A simplified strategy for sensitive detection of Rose rosette virus compatible with three RT-PCR chemistries.

Author information

1
National Institute for Microbial Forensics & Food and Agricultural Biosecurity, Stillwater, OK, USA; Department of Entomology and Plant Pathology, Oklahoma State University, Stillwater, OK, USA.
2
Department of Entomology and Plant Pathology, Oklahoma State University, Stillwater, OK, USA.
3
National Institute for Microbial Forensics & Food and Agricultural Biosecurity, Stillwater, OK, USA; Department of Entomology and Plant Pathology, Oklahoma State University, Stillwater, OK, USA; Departamento de Ciencias de la Vida y de la Agricultura, Universidad de las Fuerzas Armadas ESPE, Sangolquí, Ecuador.
4
National Institute for Microbial Forensics & Food and Agricultural Biosecurity, Stillwater, OK, USA; Department of Entomology and Plant Pathology, Oklahoma State University, Stillwater, OK, USA. Electronic address: ochoaco@okstate.edu.

Abstract

Rose rosette disease is a disorder associated with infection by Rose rosette virus (RRV), a pathogen of roses that causes devastating effects on most garden cultivated varieties, and the wild invasive rose especially Rosa multiflora.
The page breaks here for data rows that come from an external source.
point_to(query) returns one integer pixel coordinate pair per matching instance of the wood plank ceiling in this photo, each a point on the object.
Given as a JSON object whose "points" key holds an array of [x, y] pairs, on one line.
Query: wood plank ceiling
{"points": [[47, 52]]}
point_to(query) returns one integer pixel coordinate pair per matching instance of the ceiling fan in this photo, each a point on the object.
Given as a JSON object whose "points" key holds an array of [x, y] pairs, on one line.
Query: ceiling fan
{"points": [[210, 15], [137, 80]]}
Reliable and sensitive detection of this disease in early phases is needed to implement proper control measures. This study assesses a single primer-set based detection method for RRV and demonstrates its application in three different chemistries: Endpoint RT-PCR, TaqMan-quantitative RT-PCR (RT-qPCR) and SYBR Green RT-qPCR with High Resolution Melting analyses. A primer set (RRV2F/2R) was designed from consensus sequences of the nucleocapsid protein gene p3 located in the RNA 3 region of RRV. The specificity of primer set RRV2F/2R was validated in silico against published GenBank sequences and in-vitro against infected plant samples and an exclusivity panel of near-neighbor and other viruses that commonly infect Rosa spp. The developed assay is sensitive with a detection limit of 1fg from infected plant tissue. Thirty rose samples from 8 different states of the United States were tested using the developed methods. The developed methods are sensitive and reliable, and can be used by diagnostic laboratories for routine testing and disease management decisions.

KEYWORDS:

Biosecurity; Diagnostics; HRM; High Resolution Melting; SYBR-Green RT-qPCR; TaqMan RT-qPCR

PMID:
26850142
DOI:
10.1016/j.jviromet.2016.01.013
[Indexed for MEDLINE]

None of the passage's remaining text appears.